Era dal 2016 che non si teneva più una riunione del «Formato Normandia», il gruppo di contatto formato da Ucraina, Russia, Germania e Francia per l’implementazione degli accordi di pace per il Donbass sottoscritti a Minsk. L’incontro è durato oltre 2 ore e mezza ma la dichiarazione comune promessa dai partecipanti mentre scriviamo non è stata ancora stilata. Malgrado ciò dalle indiscrezione degli staff dei governi presenti, non sarebbero emerse grandi novità. Probabilmente verrà fissata la data di un’ulteriore scambio di prigionieri tra le fazioni in lotta e verrà definita un calendario di incontri nei prossimi mesi. Tutto qui, ma per ora Mosca e Kiev sembrano accontentarsi di tornare a parlarsi.

Domani il ministro degli esteri russo Sergey Lavrov volerà a Washington e avrà occasione di parlare di Ucraina con Mike Pompeo, il convitato di pietra della riunione odierna. Che il meeting di ieri non avrebbe portato in grembo novità eclatanti era già chiaro da qualche settimana. In una intervista concessa a dei giornali europei il 2 dicembre (Der Spiegel, Le Monde, Time e Gazeta Wyborcza) Zelensky aveva affermato che le elezioni locali nelle regioni di Donetsk e Lugansk potranno svolgersi solo secondo la legge ucraina. Inoltre il presidente ucraino ha sostenuto che Kiev dovrà stabilire il controllo del confine con la Russia meridionale prima delle elezioni.
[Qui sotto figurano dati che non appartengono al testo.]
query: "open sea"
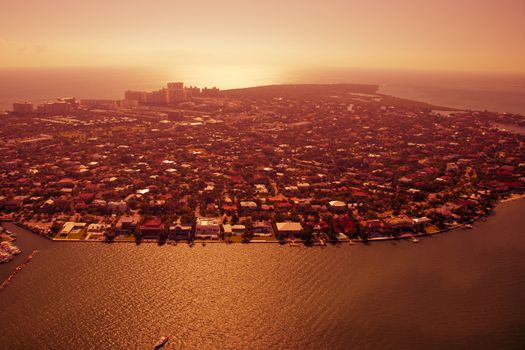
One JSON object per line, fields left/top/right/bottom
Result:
{"left": 1, "top": 199, "right": 525, "bottom": 350}
{"left": 1, "top": 68, "right": 525, "bottom": 114}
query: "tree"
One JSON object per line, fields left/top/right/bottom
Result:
{"left": 231, "top": 213, "right": 239, "bottom": 225}
{"left": 104, "top": 227, "right": 116, "bottom": 242}
{"left": 303, "top": 227, "right": 314, "bottom": 245}
{"left": 241, "top": 230, "right": 253, "bottom": 243}
{"left": 50, "top": 221, "right": 62, "bottom": 236}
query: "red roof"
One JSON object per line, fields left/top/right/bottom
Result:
{"left": 141, "top": 218, "right": 163, "bottom": 229}
{"left": 274, "top": 202, "right": 292, "bottom": 209}
{"left": 222, "top": 204, "right": 237, "bottom": 211}
{"left": 334, "top": 216, "right": 356, "bottom": 232}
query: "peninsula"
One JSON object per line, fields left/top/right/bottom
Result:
{"left": 1, "top": 83, "right": 524, "bottom": 249}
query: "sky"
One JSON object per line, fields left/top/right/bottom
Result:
{"left": 1, "top": 0, "right": 524, "bottom": 86}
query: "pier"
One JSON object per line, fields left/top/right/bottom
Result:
{"left": 0, "top": 250, "right": 38, "bottom": 291}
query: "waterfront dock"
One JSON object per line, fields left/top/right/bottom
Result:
{"left": 0, "top": 250, "right": 38, "bottom": 291}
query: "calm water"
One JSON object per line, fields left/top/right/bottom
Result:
{"left": 288, "top": 69, "right": 525, "bottom": 114}
{"left": 1, "top": 68, "right": 525, "bottom": 114}
{"left": 1, "top": 199, "right": 525, "bottom": 350}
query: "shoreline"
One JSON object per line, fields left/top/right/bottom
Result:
{"left": 3, "top": 194, "right": 522, "bottom": 248}
{"left": 0, "top": 219, "right": 483, "bottom": 247}
{"left": 500, "top": 193, "right": 525, "bottom": 203}
{"left": 5, "top": 205, "right": 507, "bottom": 247}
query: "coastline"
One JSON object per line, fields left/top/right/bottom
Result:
{"left": 2, "top": 191, "right": 525, "bottom": 350}
{"left": 8, "top": 196, "right": 522, "bottom": 246}
{"left": 2, "top": 83, "right": 523, "bottom": 249}
{"left": 500, "top": 193, "right": 525, "bottom": 203}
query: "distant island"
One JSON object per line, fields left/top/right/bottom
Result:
{"left": 1, "top": 83, "right": 524, "bottom": 251}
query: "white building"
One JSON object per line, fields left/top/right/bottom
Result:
{"left": 275, "top": 221, "right": 303, "bottom": 238}
{"left": 195, "top": 217, "right": 221, "bottom": 239}
{"left": 240, "top": 201, "right": 257, "bottom": 210}
{"left": 58, "top": 222, "right": 87, "bottom": 236}
{"left": 86, "top": 223, "right": 111, "bottom": 239}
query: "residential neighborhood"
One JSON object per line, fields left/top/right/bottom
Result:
{"left": 1, "top": 83, "right": 524, "bottom": 246}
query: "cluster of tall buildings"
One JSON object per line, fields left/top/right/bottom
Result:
{"left": 124, "top": 82, "right": 220, "bottom": 105}
{"left": 12, "top": 98, "right": 78, "bottom": 115}
{"left": 10, "top": 81, "right": 221, "bottom": 115}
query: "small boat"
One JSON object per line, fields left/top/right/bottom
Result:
{"left": 154, "top": 335, "right": 169, "bottom": 349}
{"left": 464, "top": 224, "right": 473, "bottom": 229}
{"left": 1, "top": 241, "right": 21, "bottom": 255}
{"left": 410, "top": 237, "right": 420, "bottom": 243}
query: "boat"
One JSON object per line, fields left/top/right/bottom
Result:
{"left": 410, "top": 236, "right": 420, "bottom": 243}
{"left": 464, "top": 224, "right": 473, "bottom": 229}
{"left": 0, "top": 251, "right": 13, "bottom": 263}
{"left": 1, "top": 241, "right": 21, "bottom": 255}
{"left": 154, "top": 335, "right": 169, "bottom": 349}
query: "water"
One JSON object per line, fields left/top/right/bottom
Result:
{"left": 1, "top": 68, "right": 525, "bottom": 115}
{"left": 287, "top": 69, "right": 525, "bottom": 115}
{"left": 1, "top": 199, "right": 524, "bottom": 350}
{"left": 0, "top": 67, "right": 166, "bottom": 112}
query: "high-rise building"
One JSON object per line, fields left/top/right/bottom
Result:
{"left": 167, "top": 89, "right": 186, "bottom": 103}
{"left": 202, "top": 87, "right": 220, "bottom": 97}
{"left": 60, "top": 97, "right": 77, "bottom": 105}
{"left": 36, "top": 101, "right": 73, "bottom": 115}
{"left": 167, "top": 82, "right": 184, "bottom": 90}
{"left": 185, "top": 86, "right": 201, "bottom": 98}
{"left": 124, "top": 82, "right": 193, "bottom": 105}
{"left": 80, "top": 99, "right": 118, "bottom": 109}
{"left": 12, "top": 101, "right": 34, "bottom": 114}
{"left": 145, "top": 88, "right": 169, "bottom": 104}
{"left": 167, "top": 82, "right": 187, "bottom": 103}
{"left": 125, "top": 90, "right": 147, "bottom": 103}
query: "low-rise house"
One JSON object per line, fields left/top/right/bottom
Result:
{"left": 108, "top": 201, "right": 127, "bottom": 212}
{"left": 363, "top": 219, "right": 383, "bottom": 237}
{"left": 240, "top": 201, "right": 258, "bottom": 210}
{"left": 333, "top": 216, "right": 356, "bottom": 235}
{"left": 260, "top": 204, "right": 274, "bottom": 211}
{"left": 252, "top": 221, "right": 273, "bottom": 236}
{"left": 140, "top": 217, "right": 163, "bottom": 238}
{"left": 195, "top": 217, "right": 220, "bottom": 239}
{"left": 231, "top": 224, "right": 246, "bottom": 235}
{"left": 116, "top": 215, "right": 139, "bottom": 235}
{"left": 255, "top": 184, "right": 268, "bottom": 194}
{"left": 221, "top": 204, "right": 237, "bottom": 214}
{"left": 328, "top": 200, "right": 347, "bottom": 212}
{"left": 413, "top": 217, "right": 432, "bottom": 230}
{"left": 222, "top": 224, "right": 233, "bottom": 236}
{"left": 92, "top": 199, "right": 107, "bottom": 208}
{"left": 1, "top": 198, "right": 23, "bottom": 212}
{"left": 385, "top": 216, "right": 413, "bottom": 230}
{"left": 275, "top": 221, "right": 303, "bottom": 239}
{"left": 58, "top": 222, "right": 87, "bottom": 237}
{"left": 86, "top": 223, "right": 110, "bottom": 239}
{"left": 168, "top": 220, "right": 192, "bottom": 240}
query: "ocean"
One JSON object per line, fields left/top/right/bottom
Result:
{"left": 1, "top": 68, "right": 525, "bottom": 115}
{"left": 1, "top": 199, "right": 525, "bottom": 349}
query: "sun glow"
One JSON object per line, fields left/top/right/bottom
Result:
{"left": 169, "top": 65, "right": 284, "bottom": 89}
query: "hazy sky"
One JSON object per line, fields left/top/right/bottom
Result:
{"left": 1, "top": 0, "right": 524, "bottom": 77}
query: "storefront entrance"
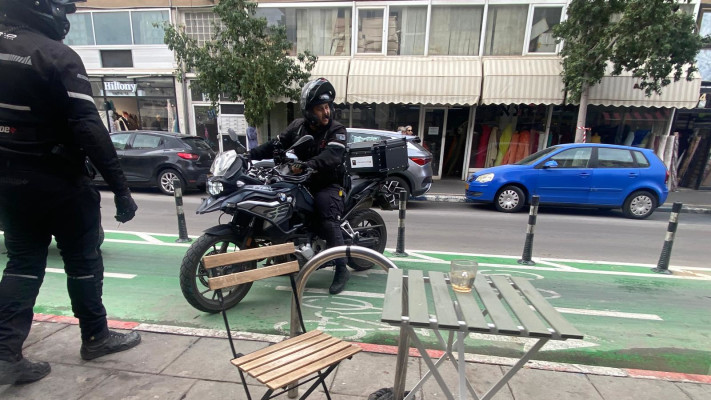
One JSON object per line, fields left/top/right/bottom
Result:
{"left": 420, "top": 107, "right": 471, "bottom": 179}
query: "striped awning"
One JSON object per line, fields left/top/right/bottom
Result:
{"left": 587, "top": 64, "right": 701, "bottom": 109}
{"left": 346, "top": 56, "right": 482, "bottom": 105}
{"left": 307, "top": 57, "right": 350, "bottom": 104}
{"left": 481, "top": 57, "right": 565, "bottom": 105}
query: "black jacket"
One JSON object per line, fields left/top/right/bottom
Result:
{"left": 0, "top": 24, "right": 129, "bottom": 195}
{"left": 250, "top": 118, "right": 347, "bottom": 191}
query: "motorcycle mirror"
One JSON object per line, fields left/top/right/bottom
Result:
{"left": 289, "top": 135, "right": 314, "bottom": 151}
{"left": 227, "top": 128, "right": 248, "bottom": 154}
{"left": 227, "top": 128, "right": 239, "bottom": 142}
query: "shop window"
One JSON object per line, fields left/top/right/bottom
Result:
{"left": 429, "top": 6, "right": 483, "bottom": 56}
{"left": 137, "top": 77, "right": 175, "bottom": 97}
{"left": 527, "top": 7, "right": 563, "bottom": 54}
{"left": 358, "top": 9, "right": 385, "bottom": 54}
{"left": 93, "top": 12, "right": 132, "bottom": 45}
{"left": 184, "top": 12, "right": 222, "bottom": 47}
{"left": 389, "top": 6, "right": 426, "bottom": 55}
{"left": 550, "top": 148, "right": 591, "bottom": 168}
{"left": 132, "top": 11, "right": 170, "bottom": 45}
{"left": 597, "top": 148, "right": 635, "bottom": 168}
{"left": 483, "top": 5, "right": 528, "bottom": 55}
{"left": 100, "top": 50, "right": 133, "bottom": 68}
{"left": 65, "top": 13, "right": 94, "bottom": 45}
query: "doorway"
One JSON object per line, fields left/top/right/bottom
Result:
{"left": 421, "top": 108, "right": 446, "bottom": 177}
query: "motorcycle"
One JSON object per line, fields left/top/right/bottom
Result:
{"left": 179, "top": 135, "right": 398, "bottom": 313}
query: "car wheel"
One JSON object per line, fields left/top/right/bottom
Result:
{"left": 385, "top": 176, "right": 410, "bottom": 202}
{"left": 158, "top": 169, "right": 184, "bottom": 196}
{"left": 495, "top": 185, "right": 525, "bottom": 213}
{"left": 623, "top": 190, "right": 656, "bottom": 219}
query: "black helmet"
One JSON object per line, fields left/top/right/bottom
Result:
{"left": 0, "top": 0, "right": 84, "bottom": 40}
{"left": 300, "top": 78, "right": 336, "bottom": 127}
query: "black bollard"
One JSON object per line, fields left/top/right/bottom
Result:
{"left": 518, "top": 195, "right": 539, "bottom": 266}
{"left": 173, "top": 178, "right": 192, "bottom": 243}
{"left": 652, "top": 202, "right": 682, "bottom": 275}
{"left": 393, "top": 188, "right": 408, "bottom": 257}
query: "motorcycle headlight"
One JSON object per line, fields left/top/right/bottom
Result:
{"left": 475, "top": 173, "right": 494, "bottom": 183}
{"left": 207, "top": 180, "right": 223, "bottom": 196}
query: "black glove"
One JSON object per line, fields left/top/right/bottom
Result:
{"left": 114, "top": 193, "right": 138, "bottom": 223}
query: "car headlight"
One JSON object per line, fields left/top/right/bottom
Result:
{"left": 475, "top": 173, "right": 494, "bottom": 183}
{"left": 207, "top": 180, "right": 223, "bottom": 196}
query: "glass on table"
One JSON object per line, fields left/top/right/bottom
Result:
{"left": 449, "top": 259, "right": 478, "bottom": 293}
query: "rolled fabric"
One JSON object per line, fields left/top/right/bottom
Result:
{"left": 495, "top": 123, "right": 513, "bottom": 165}
{"left": 657, "top": 134, "right": 669, "bottom": 160}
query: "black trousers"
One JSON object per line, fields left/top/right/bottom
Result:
{"left": 313, "top": 184, "right": 346, "bottom": 268}
{"left": 0, "top": 172, "right": 108, "bottom": 361}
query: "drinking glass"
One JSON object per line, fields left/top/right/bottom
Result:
{"left": 449, "top": 259, "right": 478, "bottom": 293}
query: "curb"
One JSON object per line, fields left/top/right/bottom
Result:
{"left": 420, "top": 194, "right": 711, "bottom": 214}
{"left": 32, "top": 313, "right": 711, "bottom": 385}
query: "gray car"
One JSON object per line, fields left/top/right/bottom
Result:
{"left": 346, "top": 128, "right": 433, "bottom": 198}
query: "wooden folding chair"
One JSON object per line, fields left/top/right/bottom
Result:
{"left": 204, "top": 243, "right": 361, "bottom": 400}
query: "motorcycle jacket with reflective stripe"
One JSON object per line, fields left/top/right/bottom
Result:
{"left": 250, "top": 118, "right": 347, "bottom": 191}
{"left": 0, "top": 24, "right": 129, "bottom": 194}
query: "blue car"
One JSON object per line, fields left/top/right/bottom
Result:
{"left": 465, "top": 143, "right": 669, "bottom": 219}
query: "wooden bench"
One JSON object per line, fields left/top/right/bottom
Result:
{"left": 204, "top": 242, "right": 361, "bottom": 399}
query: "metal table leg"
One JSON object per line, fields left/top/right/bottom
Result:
{"left": 480, "top": 338, "right": 549, "bottom": 400}
{"left": 393, "top": 324, "right": 410, "bottom": 400}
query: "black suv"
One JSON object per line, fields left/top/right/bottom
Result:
{"left": 95, "top": 130, "right": 216, "bottom": 195}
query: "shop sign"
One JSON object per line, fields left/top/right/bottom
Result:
{"left": 104, "top": 81, "right": 137, "bottom": 96}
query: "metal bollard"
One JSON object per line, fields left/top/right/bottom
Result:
{"left": 173, "top": 178, "right": 192, "bottom": 243}
{"left": 393, "top": 188, "right": 408, "bottom": 257}
{"left": 517, "top": 195, "right": 539, "bottom": 266}
{"left": 652, "top": 202, "right": 682, "bottom": 275}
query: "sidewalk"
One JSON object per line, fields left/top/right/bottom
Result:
{"left": 421, "top": 179, "right": 711, "bottom": 214}
{"left": 2, "top": 316, "right": 708, "bottom": 399}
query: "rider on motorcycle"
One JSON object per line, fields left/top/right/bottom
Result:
{"left": 248, "top": 78, "right": 350, "bottom": 294}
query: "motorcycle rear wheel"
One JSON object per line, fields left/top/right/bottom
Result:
{"left": 179, "top": 233, "right": 256, "bottom": 313}
{"left": 347, "top": 209, "right": 387, "bottom": 271}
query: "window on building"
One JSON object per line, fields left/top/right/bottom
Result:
{"left": 94, "top": 12, "right": 132, "bottom": 45}
{"left": 254, "top": 7, "right": 351, "bottom": 56}
{"left": 358, "top": 9, "right": 385, "bottom": 54}
{"left": 698, "top": 11, "right": 711, "bottom": 81}
{"left": 100, "top": 50, "right": 133, "bottom": 68}
{"left": 527, "top": 7, "right": 563, "bottom": 54}
{"left": 184, "top": 12, "right": 222, "bottom": 47}
{"left": 429, "top": 5, "right": 483, "bottom": 56}
{"left": 65, "top": 13, "right": 94, "bottom": 45}
{"left": 132, "top": 10, "right": 170, "bottom": 45}
{"left": 483, "top": 5, "right": 528, "bottom": 55}
{"left": 389, "top": 6, "right": 426, "bottom": 55}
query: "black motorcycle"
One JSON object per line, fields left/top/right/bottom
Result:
{"left": 180, "top": 135, "right": 398, "bottom": 312}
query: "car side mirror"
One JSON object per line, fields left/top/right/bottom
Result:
{"left": 543, "top": 160, "right": 559, "bottom": 169}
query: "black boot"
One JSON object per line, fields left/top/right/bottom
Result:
{"left": 329, "top": 264, "right": 351, "bottom": 294}
{"left": 80, "top": 330, "right": 141, "bottom": 361}
{"left": 0, "top": 358, "right": 51, "bottom": 385}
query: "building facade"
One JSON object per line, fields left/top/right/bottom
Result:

Si tratterebbe di un vero e proprio de profundis per gli accordi di Minsk che prevedevano elezioni con i governi in carica, ovvero quelli dei «ribelli». Zelensky è convinto che questo problema sarà «il più difficile di tutti»: «Dico loro onestamente: non sono d’accordo su come questo problema è stato risolto a Minsk». Mission impossible almeno per ora quindi convincere Putin, il quale può far valere, nei confronti di Macron e Merkel, coerenza e linearità. Era il punto si cui si era arenato anche Poroshenko visto che è attualmente impensabile una campagna elettorale nelle zone controllate dai ribelli in cui possano partecipare i partiti di Kiev. Arrivando il ministro degli esteri russo Lavrov aveva dichiarato un «moderato ottimismo» ma il tutto è sembrato a uso e consumo delle telecamere appostate fuori dall’Eliseo: Putin e Zelensky nell’incontro a quattr’occhi a margine dell’incontro hanno parlato soprattutto di come risolvere la contesa del transito di gas russo sul territorio ucraino. La scorsa settimana sul capitolo petrolifero le parti sono infine giunte a un accordo. E forse nel giro di qualche tempo si potrò giungere alla ripresa dei voli di linea tra le 2 capitali. Uscendo dall’incontro Putin si è lasciato andare a un «tutto bene, sono contento», troppo vago per significar qualcosa.

Sulle trattative incombe il calo di popolarità del presidente ucraino, un fattore da lui sempre considerato importantissimo. Ma non sono tanto le manifestazioni contro la «capitolazione a Putin» inscenate anche domenica sera a Kiev dall’ultradestra a preoccuparlo, quanto l’opposizione popolare alle sue scelte di politica economica. Dopo aver ridato la possibilità agli stranieri di acquistare le fertili «terre nere», Zelensky vorrebbe imporre una drastica riduzione del personale nel pubblico impiego e un netto aumento delle tariffe del riscaldamento e dei servizi sociali. Nle 2018 il tentativo del moribondo governo Poroshenko di aumentare i prezzi del riscaldamento aveva dato adito a grandi manifestazioni che in alcune città, come Dnepr e Kremenciuk, si era trasformate in aperta rivolta contro la costruzione di barricate e scontri con la polizia.